CBOT September corn CU25 settled down 5-3/4 cents at $3.93-3/4 per bushel.
New-crop December corn CZ25 ended down 5 cents at $4.14 after dipping to $4.12-3/4, its lowest since July 14.
Ahead of the U.S. Department of Agriculture's weekly crop progress report due later on Monday, analysts surveyed by Reuters on average expected the government to rate 73% of the U.S. corn crop in good or excellent condition, down from 74% last week. Still, if confirmed, the rating would be the highest for this time of year since 2016.
Additional market pressure stemmed from weekend news that Argentina's government announced a reduction in export taxes on agricultural goods including soybeans and corn. Argentina is the world's No. 3 corn exporter.
Traders shrugged off supportive export news.

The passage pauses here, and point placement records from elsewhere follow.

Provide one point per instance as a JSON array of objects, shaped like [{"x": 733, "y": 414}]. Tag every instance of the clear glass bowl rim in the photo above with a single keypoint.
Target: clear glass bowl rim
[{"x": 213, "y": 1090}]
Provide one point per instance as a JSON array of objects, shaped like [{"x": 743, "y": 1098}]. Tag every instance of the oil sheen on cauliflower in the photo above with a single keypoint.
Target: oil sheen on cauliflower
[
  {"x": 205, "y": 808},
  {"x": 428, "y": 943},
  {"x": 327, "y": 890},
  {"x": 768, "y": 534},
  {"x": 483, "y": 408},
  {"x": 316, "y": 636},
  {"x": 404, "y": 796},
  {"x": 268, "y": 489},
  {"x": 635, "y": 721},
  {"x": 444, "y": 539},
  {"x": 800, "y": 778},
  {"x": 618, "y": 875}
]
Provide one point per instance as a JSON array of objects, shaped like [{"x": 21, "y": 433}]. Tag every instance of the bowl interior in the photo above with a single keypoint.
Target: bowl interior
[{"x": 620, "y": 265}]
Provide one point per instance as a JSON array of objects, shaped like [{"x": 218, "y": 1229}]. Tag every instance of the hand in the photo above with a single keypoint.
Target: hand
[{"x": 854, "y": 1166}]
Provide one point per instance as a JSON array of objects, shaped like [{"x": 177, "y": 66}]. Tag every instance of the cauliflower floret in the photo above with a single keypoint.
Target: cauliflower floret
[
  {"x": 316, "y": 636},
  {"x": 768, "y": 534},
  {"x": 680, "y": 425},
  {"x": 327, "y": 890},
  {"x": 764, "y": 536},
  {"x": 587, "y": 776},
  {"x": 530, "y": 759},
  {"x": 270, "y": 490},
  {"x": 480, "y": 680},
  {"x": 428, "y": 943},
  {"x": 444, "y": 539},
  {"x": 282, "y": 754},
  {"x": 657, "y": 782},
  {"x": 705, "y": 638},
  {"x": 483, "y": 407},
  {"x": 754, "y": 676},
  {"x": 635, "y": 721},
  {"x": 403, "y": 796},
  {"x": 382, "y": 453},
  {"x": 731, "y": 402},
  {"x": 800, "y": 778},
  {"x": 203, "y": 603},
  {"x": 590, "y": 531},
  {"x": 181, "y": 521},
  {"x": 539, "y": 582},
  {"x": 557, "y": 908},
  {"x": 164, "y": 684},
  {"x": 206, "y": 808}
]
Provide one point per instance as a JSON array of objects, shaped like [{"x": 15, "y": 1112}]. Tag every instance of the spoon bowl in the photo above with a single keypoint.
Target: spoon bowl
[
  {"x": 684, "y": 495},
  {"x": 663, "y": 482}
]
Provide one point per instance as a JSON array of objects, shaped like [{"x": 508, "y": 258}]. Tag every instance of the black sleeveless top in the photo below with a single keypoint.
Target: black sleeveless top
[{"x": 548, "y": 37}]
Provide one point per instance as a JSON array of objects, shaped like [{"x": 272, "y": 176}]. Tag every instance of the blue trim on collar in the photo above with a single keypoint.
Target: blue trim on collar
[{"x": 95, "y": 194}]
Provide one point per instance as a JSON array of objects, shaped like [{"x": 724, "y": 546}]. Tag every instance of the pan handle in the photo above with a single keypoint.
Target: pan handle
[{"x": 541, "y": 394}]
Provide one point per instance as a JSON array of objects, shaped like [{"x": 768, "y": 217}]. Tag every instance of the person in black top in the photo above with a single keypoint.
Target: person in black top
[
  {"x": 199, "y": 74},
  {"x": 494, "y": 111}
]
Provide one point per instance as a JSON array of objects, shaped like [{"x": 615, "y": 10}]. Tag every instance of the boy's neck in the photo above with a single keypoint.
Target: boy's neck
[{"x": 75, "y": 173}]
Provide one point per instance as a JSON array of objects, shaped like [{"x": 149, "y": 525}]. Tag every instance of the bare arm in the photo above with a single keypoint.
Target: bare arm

The USDA confirmed private sales of 225,000 metric tons of U.S. new-crop corn to Mexico and another 229,000 tons to undisclosed destinations, including 194,000 tons of new-crop corn and 35,000 tons of old-crop corn.
Separately, the USDA reported export inspections of U.S. corn in the latest week at 1,522,174 metric tons, topping a range of trade expectations for 700,000 to 1,400,000 tons. USDA/I
Farmers in Brazil's center-south had harvested 68% of their second corn crop as of last Thursday, agribusiness consultancy AgRural said on Monday, up 13 percentage points from the previous week but below the 91% reported a year earlier.